After walking around Ellicott City for a bit, I headed out of town on Old Columbia Pike. It looked really promising for awhile but quickly turned into divided four-lane.

I had hoped that something called Old Columbia Pike would be at least a little bit rustic but it was either unexciting expressway or a congested city street all the way to Bethesda. Bethesda is the home of Maryland's Madonna of the Trail Monument and I wanted to visit. I've seen this particular Madonna before but she wasn't home at the time. In December of 2004, a sinkhole developed under the statue that threatened to topple it. It was moved to the Public Safety Training Academy in Rockville where it stood until June of 2007. I visited the lady on Independence Day of 2006 and got her to pose for a picture. I'm glad to see her back home and back on her pedestal but I'll never forget our time together.

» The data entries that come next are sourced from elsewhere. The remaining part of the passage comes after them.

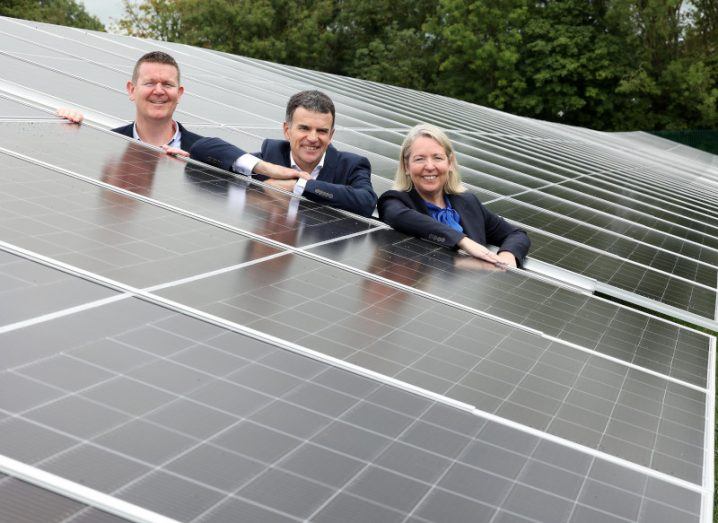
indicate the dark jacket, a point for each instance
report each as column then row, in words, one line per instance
column 343, row 182
column 188, row 138
column 406, row 212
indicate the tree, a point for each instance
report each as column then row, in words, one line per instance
column 62, row 12
column 603, row 64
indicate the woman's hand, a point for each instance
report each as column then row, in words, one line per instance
column 475, row 249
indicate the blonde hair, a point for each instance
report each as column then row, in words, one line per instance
column 402, row 180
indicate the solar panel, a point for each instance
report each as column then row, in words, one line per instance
column 181, row 344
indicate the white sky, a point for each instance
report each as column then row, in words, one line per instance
column 104, row 9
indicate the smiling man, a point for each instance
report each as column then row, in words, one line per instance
column 155, row 90
column 305, row 163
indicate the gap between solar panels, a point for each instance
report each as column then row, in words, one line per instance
column 78, row 492
column 667, row 309
column 304, row 251
column 336, row 362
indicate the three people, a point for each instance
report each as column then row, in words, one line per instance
column 428, row 201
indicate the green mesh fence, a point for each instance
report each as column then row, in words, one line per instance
column 704, row 140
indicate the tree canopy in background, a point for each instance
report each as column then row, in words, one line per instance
column 61, row 12
column 603, row 64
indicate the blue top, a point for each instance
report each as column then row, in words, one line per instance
column 447, row 215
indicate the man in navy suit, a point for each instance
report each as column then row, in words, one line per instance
column 305, row 163
column 156, row 90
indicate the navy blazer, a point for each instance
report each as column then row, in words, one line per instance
column 186, row 137
column 406, row 212
column 343, row 182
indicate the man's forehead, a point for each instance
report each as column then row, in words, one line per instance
column 308, row 117
column 157, row 69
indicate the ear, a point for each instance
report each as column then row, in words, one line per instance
column 285, row 128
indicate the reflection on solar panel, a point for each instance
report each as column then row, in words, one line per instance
column 179, row 344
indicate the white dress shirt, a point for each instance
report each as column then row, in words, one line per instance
column 176, row 140
column 245, row 165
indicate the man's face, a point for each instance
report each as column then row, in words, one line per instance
column 156, row 92
column 309, row 134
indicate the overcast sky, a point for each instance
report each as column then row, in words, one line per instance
column 104, row 9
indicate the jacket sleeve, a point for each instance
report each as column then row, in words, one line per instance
column 396, row 212
column 215, row 152
column 507, row 237
column 356, row 195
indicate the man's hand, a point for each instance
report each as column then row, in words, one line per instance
column 279, row 172
column 70, row 114
column 287, row 185
column 507, row 259
column 175, row 151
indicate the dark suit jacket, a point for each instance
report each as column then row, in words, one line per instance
column 188, row 138
column 406, row 212
column 343, row 182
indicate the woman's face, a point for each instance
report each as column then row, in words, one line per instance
column 428, row 167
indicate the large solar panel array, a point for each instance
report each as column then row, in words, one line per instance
column 180, row 344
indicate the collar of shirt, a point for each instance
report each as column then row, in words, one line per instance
column 315, row 172
column 176, row 140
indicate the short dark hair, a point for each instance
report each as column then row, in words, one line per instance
column 315, row 101
column 154, row 57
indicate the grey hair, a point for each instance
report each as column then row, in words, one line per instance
column 315, row 101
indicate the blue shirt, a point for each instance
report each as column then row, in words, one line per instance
column 446, row 215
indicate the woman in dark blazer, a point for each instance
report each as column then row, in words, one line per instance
column 429, row 201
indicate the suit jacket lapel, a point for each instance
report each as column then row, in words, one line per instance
column 418, row 202
column 328, row 172
column 471, row 222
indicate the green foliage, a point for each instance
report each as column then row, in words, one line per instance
column 604, row 64
column 61, row 12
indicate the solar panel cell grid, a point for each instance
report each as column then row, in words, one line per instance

This house concert featuring Dirk Hamilton was a big reason for scheduling the trip as I did and an even bigger reason for keeping it going after the train was canceled. The venue was the home of Georgie Jessup, who opened for Dirk on Friday and would do so again tonight. For reasons I failed to check into, the place is called Edith May's Paradise. Georgie opened with a few tunes on piano then switched to guitar when she called up David Salyers to accompany her. I'd only heard a couple snippets of Georgie's music and wasn't entirely sure what I was about the hear. Good stuff, it turned out. Nice tunes and thoughtful lyrics delivered with skill. A good opener for Dirk.

After a break of exactly the right length, Dirk kicked off his set with When Good Men Do Nothing from his latest CD and stuck with newer stuff for the first few songs then really mixed it up quite well. Dirk no longer sounds exactly like that twenty something guy who first sang songs like Wasn't That One Night Good? (which he did tonight) but the voice is still great and it's the right voice.

Dirk also had Dave join him for a few songs then Georgie joined in for the last three or so. Dirk had finished his "planned" set and the last couple with Georgie and Dave were really half planned encores. Dirk had set down his guitar for the last song which was actually a Georgie Jessup tune he'd written a couple of verses for. The others left the stage then Dirk, after a short breather, picked up the guitar again. In what was a real and unplanned encore, he first told the story of Billboard on the Moon then closed the show with a beautiful performance of it.

This is Edith May's Paradise from the outside. It's a delightful place for concerts of the proper size. In addition to the music, there was a table of great food (The stuffed mushrooms were killer!) seemingly added to constantly by a lady Georgie called Chef Duck. I can't explain why I have no picture of that.

Whether it's news or just a reminder, I'll mention that I started a weekly (at least) blog a couple of months back. Last week's entry was about seeing Dirk for the first time ten years ago. This week's entry will probably be little more than a pointer here.